In oratorio si parte dal play e dal pivot

«Buonasera, sono Carlo Meazza: sono appena uscito dal palazzetto e sto male. Posso mandarvi dieci righe su quello che ho visto?» L’editoriale del noto fotografo varesino Carlo Meazza

Con grande amarezza ma anche con delusione e rabbia ho visto la partita di domenica come tanti, forse come tutti.
La disarmante realtà è davanti agli occhi da tanto tempo, salvo qualche rara eccezione.
Mi viene solo una semplice osservazione da fare: i giocatori giocano come sanno ma anche come li fanno giocare.
Dato per scontato che non ci sono dei lavativi, con loro non ci si può arrabbiare più di tanto. L’amico

giornalista Pigionatti ricorda spesso che quando da giovani si facevano le squadre in palestra o all’oratorio, dopo il pari o dispari la preoccupazione maggiore dei due incaricati era quella di scegliere prima di tutto il play e il pivot, poi gli altri. Forse non è più così, peccato. È una regola così semplice…
Alcune domande: quanto dipende dall’allenatore e dalla società di appartenenza il carattere di una squadra?
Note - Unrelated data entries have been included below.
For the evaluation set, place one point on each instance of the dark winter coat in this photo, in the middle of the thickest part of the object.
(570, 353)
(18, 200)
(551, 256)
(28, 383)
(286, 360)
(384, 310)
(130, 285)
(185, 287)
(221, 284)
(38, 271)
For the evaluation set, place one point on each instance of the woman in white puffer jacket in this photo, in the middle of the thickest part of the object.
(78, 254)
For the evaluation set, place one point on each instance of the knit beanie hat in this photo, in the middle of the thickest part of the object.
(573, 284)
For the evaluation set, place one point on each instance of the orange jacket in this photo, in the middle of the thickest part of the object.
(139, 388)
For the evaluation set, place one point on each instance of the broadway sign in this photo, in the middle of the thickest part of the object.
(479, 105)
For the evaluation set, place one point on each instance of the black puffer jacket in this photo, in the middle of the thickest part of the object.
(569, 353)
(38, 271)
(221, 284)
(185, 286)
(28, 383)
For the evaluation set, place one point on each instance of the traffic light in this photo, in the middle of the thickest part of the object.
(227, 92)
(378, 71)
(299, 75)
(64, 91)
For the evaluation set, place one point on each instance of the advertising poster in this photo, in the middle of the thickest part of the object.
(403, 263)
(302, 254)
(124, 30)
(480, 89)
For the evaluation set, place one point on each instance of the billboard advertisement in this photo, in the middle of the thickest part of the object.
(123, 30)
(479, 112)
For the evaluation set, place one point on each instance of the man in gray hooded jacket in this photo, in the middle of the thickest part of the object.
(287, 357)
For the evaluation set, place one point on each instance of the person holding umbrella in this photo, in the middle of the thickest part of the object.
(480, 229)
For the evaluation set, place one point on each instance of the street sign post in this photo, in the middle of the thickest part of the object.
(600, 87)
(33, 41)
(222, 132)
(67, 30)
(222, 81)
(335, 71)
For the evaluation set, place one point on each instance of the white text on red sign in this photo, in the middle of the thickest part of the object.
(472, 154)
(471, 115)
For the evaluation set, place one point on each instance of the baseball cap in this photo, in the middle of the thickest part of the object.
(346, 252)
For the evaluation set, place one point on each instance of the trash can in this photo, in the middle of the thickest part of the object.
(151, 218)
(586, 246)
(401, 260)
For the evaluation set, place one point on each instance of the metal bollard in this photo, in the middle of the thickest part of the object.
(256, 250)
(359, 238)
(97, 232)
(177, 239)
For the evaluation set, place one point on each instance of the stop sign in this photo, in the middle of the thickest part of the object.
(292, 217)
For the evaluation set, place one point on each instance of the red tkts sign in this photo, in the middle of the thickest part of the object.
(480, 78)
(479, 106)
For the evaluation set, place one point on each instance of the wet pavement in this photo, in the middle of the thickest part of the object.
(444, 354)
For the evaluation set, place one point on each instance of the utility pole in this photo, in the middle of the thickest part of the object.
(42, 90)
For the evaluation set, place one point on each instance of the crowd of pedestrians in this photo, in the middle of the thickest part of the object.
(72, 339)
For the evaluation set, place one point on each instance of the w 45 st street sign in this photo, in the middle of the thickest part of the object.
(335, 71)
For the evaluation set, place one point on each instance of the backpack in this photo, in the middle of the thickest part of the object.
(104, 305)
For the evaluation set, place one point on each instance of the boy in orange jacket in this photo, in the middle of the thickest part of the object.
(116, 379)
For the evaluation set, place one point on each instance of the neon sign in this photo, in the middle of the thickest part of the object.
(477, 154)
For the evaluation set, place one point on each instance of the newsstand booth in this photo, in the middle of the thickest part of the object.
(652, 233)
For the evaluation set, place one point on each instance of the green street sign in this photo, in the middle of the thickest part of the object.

Quanto nelle società si lavora, oltre che sulla tecnica, ad esempio sulla passione e la dedizione al di là della professionalità?
Ci sarebbe poi l’importante argomento sui settori giovanili e il mini basket dove, da quello che so e spero di sbagliarmi, sembra che la preoccupazione maggiore sia quella di individuare chi può diventare un campione e quindi una opportunità materiale, dimenticando il valore dello stare assieme, del diventare amici, al di fuori della facile retorica che affligge lo sport.
Per tornare all’ultima partita e a questa stagione: non è forse ora che altri, oltre ai giocatori, si facciano degli esami di coscienza alla luce del sole con obiettività ed umiltà?
Il pubblico di Varese è vero che si merita di più di quello cui è costretto quest’anno ed è normale che sia stanco.